Day of Decision 2021 Virtual Rally
Anytime between now and the end of June, the LGBTQ+ community will receive a decision from the Supreme Court of the United States that determines whether a private group that receives taxpayer funds may discriminate against LGBTQ+ people – or Jewish folks, Muslim folks, etc – simply by claiming that providing taxpayer-funded services is against their religious beliefs.
Freedom of religion is a vital constitutional right — but freedom of religion does not mean freedom to discriminate. Soon, the Supreme Court will decide whether to affirm or deny the rights and equality of LGBTQ+ people in the United States.
Join us for a live San Diego Virtual Rally on the day *after* the day of decision with community leaders from around San Diego County.
Let’s come together, lift each other up during difficult times, and give thanks to those who fought this case for our community.
Our rally will include LGBTQ+ community members and legal experts, who will discuss the decision’s potential effects and what our community can do to respond and fight for full LGBTQ+ protections — including the federal Equality Act.
No matter what the decision, we know the fight continues!

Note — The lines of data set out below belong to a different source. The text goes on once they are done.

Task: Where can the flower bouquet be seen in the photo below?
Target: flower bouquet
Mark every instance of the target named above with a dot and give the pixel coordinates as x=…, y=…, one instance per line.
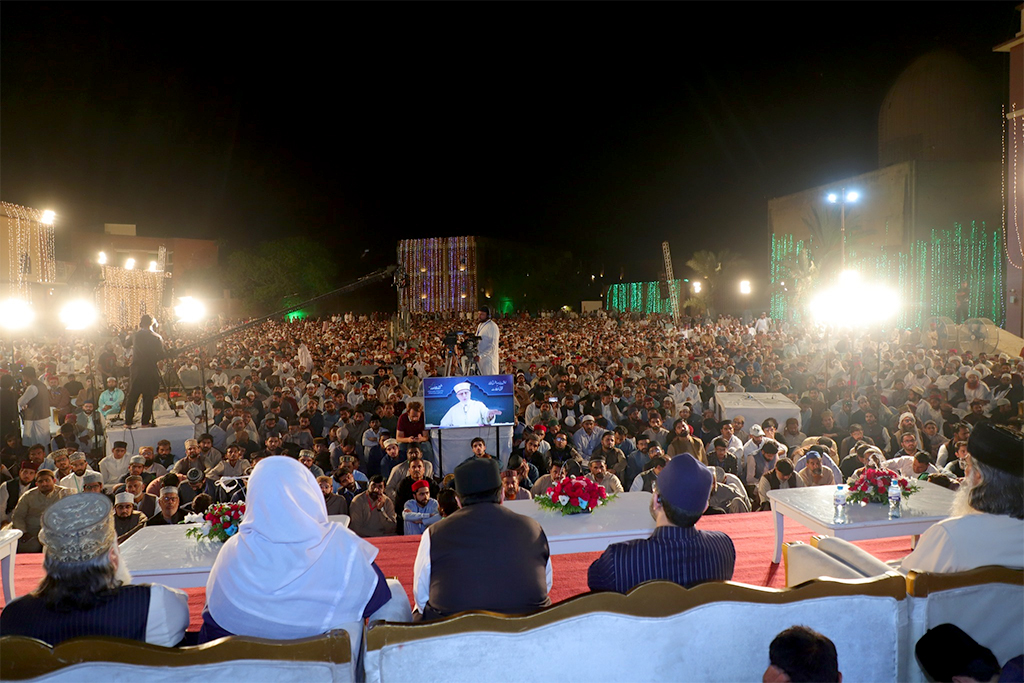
x=219, y=522
x=871, y=485
x=574, y=495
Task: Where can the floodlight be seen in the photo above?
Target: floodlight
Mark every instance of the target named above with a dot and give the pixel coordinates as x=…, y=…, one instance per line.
x=78, y=314
x=189, y=309
x=16, y=313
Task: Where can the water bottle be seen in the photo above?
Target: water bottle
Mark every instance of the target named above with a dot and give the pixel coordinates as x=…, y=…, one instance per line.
x=895, y=501
x=839, y=504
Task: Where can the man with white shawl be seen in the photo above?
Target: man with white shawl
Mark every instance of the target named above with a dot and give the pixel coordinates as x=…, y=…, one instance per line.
x=289, y=572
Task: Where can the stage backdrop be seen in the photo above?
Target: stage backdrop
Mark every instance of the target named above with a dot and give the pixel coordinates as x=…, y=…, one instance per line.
x=487, y=392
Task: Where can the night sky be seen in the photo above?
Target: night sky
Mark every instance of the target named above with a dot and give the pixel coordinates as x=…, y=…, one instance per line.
x=601, y=128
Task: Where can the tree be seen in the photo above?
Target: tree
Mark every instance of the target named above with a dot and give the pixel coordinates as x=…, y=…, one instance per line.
x=714, y=268
x=273, y=274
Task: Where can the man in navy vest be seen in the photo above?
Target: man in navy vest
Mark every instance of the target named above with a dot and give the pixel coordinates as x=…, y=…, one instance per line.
x=86, y=590
x=482, y=556
x=676, y=551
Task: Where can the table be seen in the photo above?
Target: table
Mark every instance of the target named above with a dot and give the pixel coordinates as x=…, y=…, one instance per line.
x=174, y=429
x=626, y=518
x=812, y=507
x=164, y=555
x=8, y=549
x=756, y=408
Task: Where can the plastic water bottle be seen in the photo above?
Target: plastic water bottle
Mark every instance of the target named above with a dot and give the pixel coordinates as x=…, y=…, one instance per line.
x=895, y=501
x=839, y=505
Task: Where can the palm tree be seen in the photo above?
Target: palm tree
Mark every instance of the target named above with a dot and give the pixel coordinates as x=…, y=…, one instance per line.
x=713, y=268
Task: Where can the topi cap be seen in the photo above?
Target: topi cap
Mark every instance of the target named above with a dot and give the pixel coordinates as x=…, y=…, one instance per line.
x=78, y=528
x=998, y=446
x=685, y=483
x=476, y=476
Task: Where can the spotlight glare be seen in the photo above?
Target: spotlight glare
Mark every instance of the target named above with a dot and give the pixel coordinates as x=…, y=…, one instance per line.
x=15, y=314
x=78, y=314
x=189, y=309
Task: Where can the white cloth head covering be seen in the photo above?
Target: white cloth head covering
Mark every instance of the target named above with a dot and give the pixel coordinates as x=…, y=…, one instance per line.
x=288, y=565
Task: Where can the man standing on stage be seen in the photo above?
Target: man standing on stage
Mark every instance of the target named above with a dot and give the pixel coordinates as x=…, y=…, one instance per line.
x=144, y=377
x=487, y=351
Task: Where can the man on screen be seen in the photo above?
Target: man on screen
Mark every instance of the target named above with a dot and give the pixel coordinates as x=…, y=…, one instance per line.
x=468, y=413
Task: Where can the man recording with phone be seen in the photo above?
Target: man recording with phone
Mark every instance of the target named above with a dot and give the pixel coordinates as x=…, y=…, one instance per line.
x=487, y=350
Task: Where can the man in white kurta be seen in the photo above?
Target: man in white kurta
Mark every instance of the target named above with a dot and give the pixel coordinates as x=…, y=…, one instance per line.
x=487, y=349
x=467, y=413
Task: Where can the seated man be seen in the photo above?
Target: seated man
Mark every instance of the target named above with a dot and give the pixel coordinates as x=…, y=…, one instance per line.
x=86, y=591
x=986, y=525
x=482, y=556
x=421, y=511
x=676, y=551
x=802, y=654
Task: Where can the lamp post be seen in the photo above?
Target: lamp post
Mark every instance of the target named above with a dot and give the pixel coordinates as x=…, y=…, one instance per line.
x=842, y=198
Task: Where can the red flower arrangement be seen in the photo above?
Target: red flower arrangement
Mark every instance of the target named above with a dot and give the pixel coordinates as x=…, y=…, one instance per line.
x=219, y=522
x=871, y=485
x=574, y=495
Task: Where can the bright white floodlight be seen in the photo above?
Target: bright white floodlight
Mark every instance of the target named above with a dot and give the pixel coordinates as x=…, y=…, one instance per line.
x=78, y=314
x=15, y=313
x=189, y=310
x=852, y=303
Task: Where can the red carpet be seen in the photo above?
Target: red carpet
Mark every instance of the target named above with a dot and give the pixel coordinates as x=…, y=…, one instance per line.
x=753, y=535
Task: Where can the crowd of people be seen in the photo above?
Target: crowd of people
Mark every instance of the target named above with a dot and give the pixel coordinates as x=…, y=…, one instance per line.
x=628, y=401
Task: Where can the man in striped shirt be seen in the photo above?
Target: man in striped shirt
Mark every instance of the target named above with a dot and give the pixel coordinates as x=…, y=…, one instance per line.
x=676, y=551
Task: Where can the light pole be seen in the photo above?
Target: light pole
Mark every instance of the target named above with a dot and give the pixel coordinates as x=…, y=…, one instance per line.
x=842, y=198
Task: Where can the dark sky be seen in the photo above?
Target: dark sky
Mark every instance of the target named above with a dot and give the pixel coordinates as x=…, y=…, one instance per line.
x=603, y=127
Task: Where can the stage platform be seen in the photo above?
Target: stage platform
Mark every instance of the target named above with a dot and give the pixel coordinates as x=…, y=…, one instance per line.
x=753, y=535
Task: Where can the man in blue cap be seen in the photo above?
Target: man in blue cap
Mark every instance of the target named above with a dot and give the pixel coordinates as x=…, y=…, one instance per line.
x=676, y=551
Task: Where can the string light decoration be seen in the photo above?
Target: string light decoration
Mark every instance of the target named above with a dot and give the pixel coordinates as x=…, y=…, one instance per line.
x=926, y=274
x=31, y=253
x=129, y=293
x=440, y=274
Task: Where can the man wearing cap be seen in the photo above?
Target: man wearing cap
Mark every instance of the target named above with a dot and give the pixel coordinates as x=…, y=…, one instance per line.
x=482, y=556
x=86, y=590
x=421, y=511
x=126, y=517
x=487, y=348
x=676, y=551
x=115, y=466
x=986, y=526
x=75, y=482
x=11, y=492
x=29, y=511
x=170, y=511
x=468, y=413
x=111, y=398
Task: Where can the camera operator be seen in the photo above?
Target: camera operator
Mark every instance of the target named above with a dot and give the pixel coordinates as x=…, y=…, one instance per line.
x=487, y=351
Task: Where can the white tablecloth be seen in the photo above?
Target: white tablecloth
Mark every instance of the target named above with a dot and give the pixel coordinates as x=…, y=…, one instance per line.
x=756, y=408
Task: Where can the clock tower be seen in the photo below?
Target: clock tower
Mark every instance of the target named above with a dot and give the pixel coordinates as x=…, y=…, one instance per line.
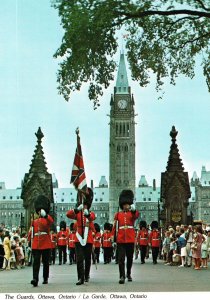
x=122, y=140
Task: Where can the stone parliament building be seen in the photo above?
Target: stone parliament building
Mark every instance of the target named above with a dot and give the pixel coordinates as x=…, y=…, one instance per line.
x=176, y=199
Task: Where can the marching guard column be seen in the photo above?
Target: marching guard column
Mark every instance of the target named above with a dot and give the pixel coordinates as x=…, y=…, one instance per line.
x=84, y=236
x=41, y=240
x=124, y=227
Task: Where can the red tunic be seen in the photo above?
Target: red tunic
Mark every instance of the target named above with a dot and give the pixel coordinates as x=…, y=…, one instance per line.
x=62, y=238
x=41, y=233
x=143, y=237
x=97, y=240
x=71, y=240
x=106, y=239
x=53, y=237
x=85, y=221
x=154, y=238
x=124, y=225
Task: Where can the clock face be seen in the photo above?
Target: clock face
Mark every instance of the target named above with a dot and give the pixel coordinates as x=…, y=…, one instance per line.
x=122, y=103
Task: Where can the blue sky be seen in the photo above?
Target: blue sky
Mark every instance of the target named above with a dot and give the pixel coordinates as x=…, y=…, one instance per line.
x=30, y=33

American Sign Language interpretation services have been confirmed for this event. We will provide ASL interpretation and English transcription on the same screen as the virtual rally; access to these services requires a computer and internet connection.
ABOUT THE CASE:
In May 2018, Catholic Social Services (“CSS”), a faith-based foster care agency filed a lawsuit against the City of Philadelphia with whom it had a contract to provide public child welfare services. Despite the nondiscrimination provision in the City’s contract with CSS (and all other contractors), CSS refused to license same-sex couples to be foster parents based on religious objections.
When the City told CSS that it had to comply with the nondiscrimination requirement or its contract would not be renewed, CSS sued the City, claiming that requiring CSS to abide by the generally applicable nondiscrimination requirement for contractors violated the free exercise of religion, even though CSS chooses to be a contractor and accept taxpayer funds to provide the public service of child welfare.
The federal trial court and the federal appeals court rejected CSS’s argument and ruled for the City, finding that CSS’s religious Free Exercise rights were not violated. CSS appealed to the United States Supreme Court, and in February 2020, the Court agreed to take the case. Oral arguments were heard in November 2020.